Saturday, May 10, 2008

How To Help People In Burma

The basic outlines of the situation are laid out here. Tens of thousands of people have already died, and the ruling dictatorship (they're the ones who renamed the country Myanmar) believes that letting outside aidworkers care for the people would destabilize their rule and let outside organizations that don't like them gain a foothold in the country. So they're hardly permitting any aid in at all, and many thousands more people may die from the diseases that result when flooding mixes sewage and clean water. This is why dictatorship isn't the best form of government.
I've been communicating with a friend who works in an NGO in Vietnam, who knows a guy who works in Burma, to ask for aid advice. She writes:
I did get another brief email last night from this guy in-country, but the only thing of note that he really said was: "Things in Yangon are improving rapidly. Obviously that's not the case in the delta. But to be honest, here in the city, the recovery has been faster than in nola." 
Still, the situation in nola was so terrible that saying the recovery is faster than nola isn't saying much...also, the situation in the delta is the real disaster. He also says that "save the children seems to be the best organized INGO on the ground right now". But maybe the network of monks can deliver supplies in areas where save the children can't (?)
The aforementioned 'network of monks' is a group that MoveOn is directing people to, which I asked her about. In ordinary situations, I'd go through the big international NGOs which I'm familiar with. But the monks may be able to get aid into the country to the places where it's needed through their own networks of monasteries. Here's what MoveOn said in an email:
Humanitarian relief is urgently needed, but Burma's government could easily delay, divert or misuse any aid. Today the International Burmese Monks Organization, including many leaders of the democracy protests last fall, launched a new effort to provide relief through Burma's powerful grass roots network of monasteries--the most trusted institutions in the country and currently the only source of housing and support in many devastated communities. 
Giving to the monks is a smart, fast way to get aid directly to Burma's people. Governments and international aid organizations are important, but face challenges--they may not be allowed into Burma, or they may be forced to provide aid according to the junta's rules. And most will have to spend large amounts of money just setting up operations in the country. The monks are already on the front lines of the aid effort--housing, feeding, and supporting the victims of the cyclone since the day it struck. The International Burmese Monks Organization will send money directly to each monastery through their own networks, bypassing regime controls.

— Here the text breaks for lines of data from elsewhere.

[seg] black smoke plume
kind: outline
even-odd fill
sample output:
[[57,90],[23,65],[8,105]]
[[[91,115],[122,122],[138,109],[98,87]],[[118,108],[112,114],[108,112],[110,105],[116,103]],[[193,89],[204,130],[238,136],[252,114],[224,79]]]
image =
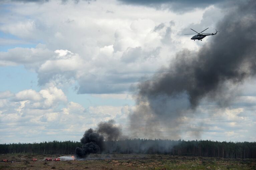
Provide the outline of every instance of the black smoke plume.
[[104,150],[104,137],[107,141],[117,140],[122,136],[121,128],[114,125],[113,120],[100,122],[96,130],[90,128],[85,131],[80,139],[82,148],[75,151],[76,159],[86,158],[90,153],[100,153]]
[[[198,51],[182,51],[168,68],[139,84],[130,116],[135,136],[161,137],[163,127],[168,127],[168,137],[180,137],[180,131],[188,130],[184,116],[195,114],[200,102],[227,103],[231,87],[255,75],[256,1],[230,9],[217,25],[221,32]],[[189,130],[200,137],[200,126]]]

Says my friend, "I would imagine this claim about established networks of monks is true, though I'm not sure how one would be able to really verify it..." If anybody knows anything else about these monks, please do tell. They're firmly opposed to the military dictatorship, and have staged protests against it, so if you're looking for people who are likely to bring aid into the country without government approval, they're probably the people to turn to. I'm thinking that I'll be donating through them and Save The Children, unless someone can tell me about a better way.

Monday, May 05, 2008

When Politics Gets Weird

I'm so inured to the idea of my fellow voters stupidly falling for everything that I often find myself kind of happily confused when some transparently cynical ploy fails. This has happened only a few times on major (non) issues that I remember -- the Clinton impeachment and the Terri Schiavo episode are the major ones.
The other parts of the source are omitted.